Wallace continues, “A lot of our fixturing we do in SOLIDWORKS, so when there’s a product change, we can control the fixturing change easily. It used to be that a lot of our fixtures were … we’d build a good part, but we’d hand-build the fixture off of that. If you change the part and your fixturing is by hand, it makes it really hard to replicate anything. By doing everything in CAD, if there’s a product change, we can both easily change the fixture and control the accuracy of the end product with the workholding.”

Having the ability to keep both engineering and manufacturing based in one software makes it easier for Speedway Motors to change things as time goes on and affords better control over their end product.

As Speedway Motors races towards faster time to market with new products, they are also looking to provide value for speed shop enthusiasts.

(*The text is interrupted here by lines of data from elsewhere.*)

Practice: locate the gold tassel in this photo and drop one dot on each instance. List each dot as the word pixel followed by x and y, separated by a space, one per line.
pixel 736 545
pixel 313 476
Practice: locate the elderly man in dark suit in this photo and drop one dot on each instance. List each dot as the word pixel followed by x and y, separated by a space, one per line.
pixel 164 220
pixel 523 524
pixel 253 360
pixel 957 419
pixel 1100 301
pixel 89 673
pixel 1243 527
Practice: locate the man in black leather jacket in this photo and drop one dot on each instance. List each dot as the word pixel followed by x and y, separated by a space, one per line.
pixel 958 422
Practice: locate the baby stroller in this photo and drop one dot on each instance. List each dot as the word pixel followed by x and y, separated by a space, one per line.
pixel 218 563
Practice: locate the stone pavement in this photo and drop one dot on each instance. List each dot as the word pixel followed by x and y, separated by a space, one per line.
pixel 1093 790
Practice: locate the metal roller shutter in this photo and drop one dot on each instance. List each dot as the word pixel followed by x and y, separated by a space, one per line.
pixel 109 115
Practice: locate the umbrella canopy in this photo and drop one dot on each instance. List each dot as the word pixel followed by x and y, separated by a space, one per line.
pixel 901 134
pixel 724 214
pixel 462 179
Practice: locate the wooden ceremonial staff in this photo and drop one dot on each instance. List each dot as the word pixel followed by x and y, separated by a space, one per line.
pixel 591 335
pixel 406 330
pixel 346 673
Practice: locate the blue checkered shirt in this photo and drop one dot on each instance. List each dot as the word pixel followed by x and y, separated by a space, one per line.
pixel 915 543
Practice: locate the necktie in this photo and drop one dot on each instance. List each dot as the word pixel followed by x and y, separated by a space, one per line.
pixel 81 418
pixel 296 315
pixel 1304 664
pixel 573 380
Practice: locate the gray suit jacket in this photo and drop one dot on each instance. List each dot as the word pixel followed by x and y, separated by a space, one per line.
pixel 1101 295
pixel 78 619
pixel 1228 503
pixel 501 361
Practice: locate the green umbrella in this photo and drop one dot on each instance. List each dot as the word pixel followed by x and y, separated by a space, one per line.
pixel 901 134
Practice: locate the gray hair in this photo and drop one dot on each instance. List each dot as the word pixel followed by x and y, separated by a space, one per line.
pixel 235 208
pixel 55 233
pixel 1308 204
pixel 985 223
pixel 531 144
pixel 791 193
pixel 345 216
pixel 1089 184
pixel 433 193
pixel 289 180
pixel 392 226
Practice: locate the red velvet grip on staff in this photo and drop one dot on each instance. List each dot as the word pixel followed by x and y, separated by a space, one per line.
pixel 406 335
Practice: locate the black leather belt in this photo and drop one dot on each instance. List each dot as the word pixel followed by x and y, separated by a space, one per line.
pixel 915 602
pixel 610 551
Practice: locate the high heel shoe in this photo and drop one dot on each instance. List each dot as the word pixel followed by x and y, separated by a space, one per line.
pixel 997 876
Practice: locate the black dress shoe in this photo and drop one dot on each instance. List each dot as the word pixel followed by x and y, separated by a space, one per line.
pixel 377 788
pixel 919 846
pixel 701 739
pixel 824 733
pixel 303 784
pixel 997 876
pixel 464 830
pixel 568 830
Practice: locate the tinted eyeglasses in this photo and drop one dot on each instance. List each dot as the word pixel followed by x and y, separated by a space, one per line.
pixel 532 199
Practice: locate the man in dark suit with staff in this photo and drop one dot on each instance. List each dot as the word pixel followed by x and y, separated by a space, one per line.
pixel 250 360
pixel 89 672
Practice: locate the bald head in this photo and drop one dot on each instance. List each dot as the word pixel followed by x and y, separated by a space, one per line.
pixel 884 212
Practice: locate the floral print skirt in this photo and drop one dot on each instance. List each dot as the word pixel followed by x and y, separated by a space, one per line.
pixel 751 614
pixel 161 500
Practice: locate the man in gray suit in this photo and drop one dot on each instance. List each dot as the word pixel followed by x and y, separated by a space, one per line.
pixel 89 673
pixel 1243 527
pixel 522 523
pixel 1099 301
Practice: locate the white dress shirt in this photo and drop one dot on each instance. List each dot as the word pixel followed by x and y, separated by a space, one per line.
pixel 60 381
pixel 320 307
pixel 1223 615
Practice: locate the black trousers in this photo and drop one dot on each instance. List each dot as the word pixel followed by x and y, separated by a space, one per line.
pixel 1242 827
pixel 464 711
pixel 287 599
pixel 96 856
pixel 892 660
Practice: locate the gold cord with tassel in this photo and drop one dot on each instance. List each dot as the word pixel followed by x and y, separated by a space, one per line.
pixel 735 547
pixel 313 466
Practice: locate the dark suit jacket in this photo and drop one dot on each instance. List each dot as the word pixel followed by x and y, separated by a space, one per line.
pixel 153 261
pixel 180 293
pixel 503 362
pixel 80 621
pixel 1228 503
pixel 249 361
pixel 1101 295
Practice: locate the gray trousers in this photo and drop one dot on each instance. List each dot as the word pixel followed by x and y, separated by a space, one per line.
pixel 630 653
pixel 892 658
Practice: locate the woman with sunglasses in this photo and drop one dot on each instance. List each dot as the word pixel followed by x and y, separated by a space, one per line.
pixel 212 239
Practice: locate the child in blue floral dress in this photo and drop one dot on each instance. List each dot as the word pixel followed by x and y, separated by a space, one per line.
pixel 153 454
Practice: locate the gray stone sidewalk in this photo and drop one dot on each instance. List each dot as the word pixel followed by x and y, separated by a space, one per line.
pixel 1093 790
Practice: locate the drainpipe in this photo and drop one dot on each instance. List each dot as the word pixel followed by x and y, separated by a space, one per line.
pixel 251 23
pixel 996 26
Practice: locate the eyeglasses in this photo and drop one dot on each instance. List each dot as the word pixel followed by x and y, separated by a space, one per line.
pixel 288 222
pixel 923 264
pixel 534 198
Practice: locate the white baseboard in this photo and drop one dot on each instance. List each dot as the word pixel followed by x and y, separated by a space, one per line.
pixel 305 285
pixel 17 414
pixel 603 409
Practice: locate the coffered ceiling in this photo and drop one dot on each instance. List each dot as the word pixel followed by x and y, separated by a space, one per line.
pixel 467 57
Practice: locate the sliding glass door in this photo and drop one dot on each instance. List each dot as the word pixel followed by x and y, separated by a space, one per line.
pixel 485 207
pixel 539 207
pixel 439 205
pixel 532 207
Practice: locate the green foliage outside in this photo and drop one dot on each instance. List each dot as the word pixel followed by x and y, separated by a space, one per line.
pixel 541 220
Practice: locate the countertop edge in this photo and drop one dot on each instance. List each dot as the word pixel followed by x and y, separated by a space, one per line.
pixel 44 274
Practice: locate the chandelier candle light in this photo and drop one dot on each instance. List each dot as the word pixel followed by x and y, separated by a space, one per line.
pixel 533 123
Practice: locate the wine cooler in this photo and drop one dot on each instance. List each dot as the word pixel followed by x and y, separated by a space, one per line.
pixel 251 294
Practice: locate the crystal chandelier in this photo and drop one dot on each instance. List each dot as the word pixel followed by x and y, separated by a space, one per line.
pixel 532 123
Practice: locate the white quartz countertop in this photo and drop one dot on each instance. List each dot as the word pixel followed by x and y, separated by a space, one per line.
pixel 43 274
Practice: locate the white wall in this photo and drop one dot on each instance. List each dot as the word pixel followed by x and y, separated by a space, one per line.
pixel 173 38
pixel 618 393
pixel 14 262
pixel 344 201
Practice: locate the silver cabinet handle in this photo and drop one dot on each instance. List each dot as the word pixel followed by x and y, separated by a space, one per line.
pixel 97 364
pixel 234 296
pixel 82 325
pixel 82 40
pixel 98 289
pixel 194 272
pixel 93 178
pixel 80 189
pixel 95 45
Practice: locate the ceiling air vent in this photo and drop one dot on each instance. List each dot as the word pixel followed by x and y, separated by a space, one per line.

“We understand that our customers want to know how parts are built and fabricated because we have so many customers that are buying specialty parts,” Cote explains. “So, we offer a simplified engineering drawing on many of our top-selling house branded products. These drawings give the customer critical dimensions, which allows them to decide if the product will work for their application.”

Because most of their customers are building cars from the ground up, or close to it, they often need insight into the design and manufacturing specs of Speedway Motors products. “When you call the Customer Experience Team, we even have dedicated race car and street car techs on staff to answer customer questions that are specific to the type of vehicle they are building,” says Cote.

Speedway Motors takes pride in having such a tight connection to their customers and their passion; both Cote and Wallace (and their teams) work very closely together.

“Our engineers are always in the shop, so they are always seeing the new tools and machines that we’re using. We can show them the shop capabilities, and then they make improvements to their designs based on what we’re capable of by adding new tools,” Wallace says.

Internal collaboration and customer connection seem to be keeping Speedway Motors headed in the right direction. With a team that is engineering and manufacturing parts that they are as passionate about as their customers, they may actually deserve their claim as “America’s oldest speed shop.”